As leis penais brasileiras são, elas mesmas,construtoras do
crime. Como bem apontou, recentemente, o médico Dráusio Varela, um dos homens
que mais conhecem o desespero dos presídios, é uma estupidez colocar, nas
mesmas celas em que se encontram os grandes assassinos e assaltantes ousados,
os pequenos traficantes de drogas e
trombadinhas. Além do duplo castigo — o da prisão em si e o da violência
dos mais fortes, que horroriza os que conhecem a realidade infernal da cadeia —
os pequenos delinquentes alimentam, ali, o seu ódio natural contra a sociedade
e, ao sair do presídio, já saem vinculados a um bando qualquer.
Há, no entanto, os poderosos que cruzam os braços e, sob a
ilusão de que são inatingíveis e invulneráveis, parecem regozijar-se no íntimo
com o extermínio mútuo dos pobres. Mas não há, nessa guerra, escudos contra o
chumbo.
O medo já começa a atingir a
classe média e os empresários de São Paulo. Muitos dos que têm recursos
para fazê-lo mudam-se da cidade, mandam os seus filhos para a Europa. Constroem em condomínios
fechados e guardados por exércitos de “seguranças”, eufemismo inexato para
designar os antigos capangas dos meios rurais —
se deslocam aos seus escritórios em helicópteros, de forma a evitar o
risco das ruas. São tão prisioneiros quanto os capitães do PCC que se encontram
entre as grades: não conhecem a liberdade das ruas.

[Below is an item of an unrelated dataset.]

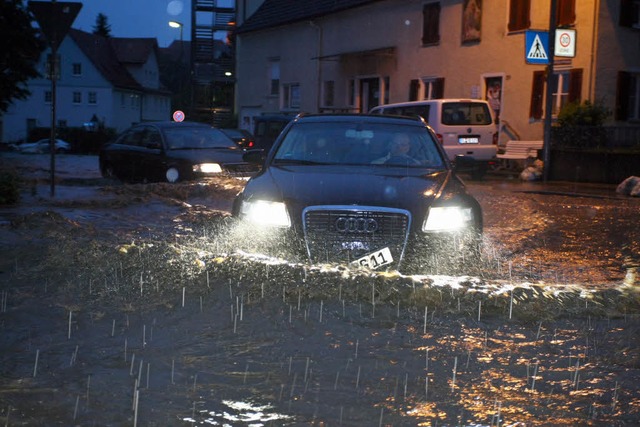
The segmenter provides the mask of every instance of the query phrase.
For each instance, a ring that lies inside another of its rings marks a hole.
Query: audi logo
[[[341,216],[335,225],[340,233],[374,233],[378,230],[378,221],[366,217]]]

“O Estado tem o dever de segregar os criminosos mas não tem o direito de os meter em celas
superlotadas”
Outra coisa: o Estado, em nome da sociedade, tem o dever de
segregar os criminosos punidos pela Justiça, mas não tem o direito sádico de os
meter em celas superlotadas, infectas, sórdidas, deixando-os ali a se
entrematarem sem qualquer proteção.
Esta guerra não será amainada, enquanto não houver lucidez e
solidariedade para com a espécie humana. Se não houver coragem de se resolver o
problema da desigualdade — desigualdade diante da justiça,desigualdade diante
da vida — daqui a pouco os criminosos serão a maioria absoluta da população. Se
isso vier a ocorrer, como será?
Onde hão houver justiça, jamais haverá paz.